Ah, there it is! To get there, you'll need to continue on 10th Court South to 10th Avenue South, turn right, and then you'll hit 16th Avenue South. If you actually want to get somewhere from there, then you'd better take a left because if you turn right, you will end up LITERALLY on a circle tour. Idlewood Circle. Which, if the roulette gods are with you, could roll you onto a nameless road in George Ward Park, through a real traffic circle, and then to 4th Street, and then to your 16th Avenue starting point.

Surprise! signs

Birmingham is the Forest City (in addition to the Magic City). Gorgeous. Crepe myrtles draped in semi-precious jewel blossoms that can make you weep at their beauty. Tall trees that bestow bounteous shade and oxygen and Edenish vibes upon all who pass by. And, and, and ... .they hide Very Important Signs, that tell you TURN HERE! at sudden, out-from-nowhere on-ramps to, for example, Highways 149 or 31.

How many Birmingham newbies shout "damn it!" as they zip past that hidden fast curve off to the right, going too fast to make the surprise turn, especially with another car riding up close and personal on their hind end, knowing they'll now have to turn around and try another pass. Well, this newbie has done that several times in the short span of time she's been here.

No signs

And how about important intersections without any signs? Not on any of the corners. Not above the traffic light.

Noncommittal signs

Or there are signs at an intersection. Two, even, to show both street names. Only, they are at an angle that makes you wonder: Which is the sign for the street I'm on?
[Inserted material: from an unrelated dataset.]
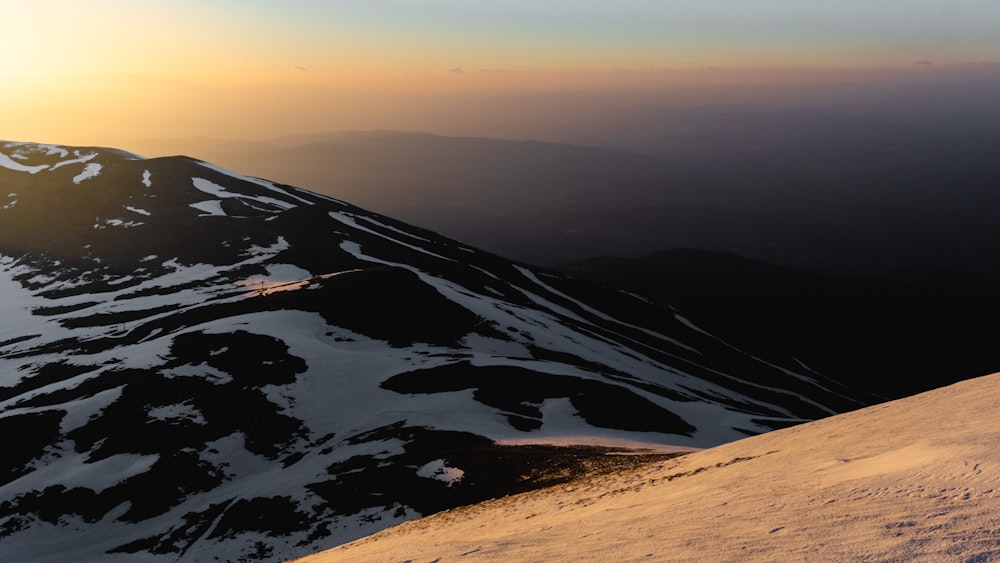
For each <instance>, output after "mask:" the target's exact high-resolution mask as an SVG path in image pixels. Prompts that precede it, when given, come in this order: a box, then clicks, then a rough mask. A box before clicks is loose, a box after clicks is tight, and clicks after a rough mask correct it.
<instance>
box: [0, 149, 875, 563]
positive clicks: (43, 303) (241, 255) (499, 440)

I'll get things sorted eventually, as I did in:

For Tucson's numbered roads, I had to create a mnemonic hack for myself: Vowels are north/south (like odd-numbered highways) and consonants are east/west (like even-numbered highways). Therefore: numbered avenues (A = vowel) are north/south and numbered streets (S = consonant) are east/west.

At least now I know about Birmingham's little game of roads. That's something.

Saturday, July 25, 2020

Birmingham, AL: My Home Sounds

Church bells

Endearingly, never on the hour, but close. Not this Birmingham bell tower, although the Hilltop bells are nice, too. As is the birdsong before the bells.

Emergency vehicle siren

I'm just around the corner from a fire station with an EMT crew. They get called several times a day.

Ambulance, Mescalero 4th of July Parade. Mescalero, New Mexico. July 2013.

Train horn

If I walk to the corner of the apartment complex campus, I can see the tracks.

The Birmingham train that goes by my place doesn't sound like this, but it's an excuse to replay my mix from Juarez Museum of the Revolution below:

And an El Paso train:

Sometimes the siren startles me, but most times these three sounds give my new surroundings an audio texture that pleases me.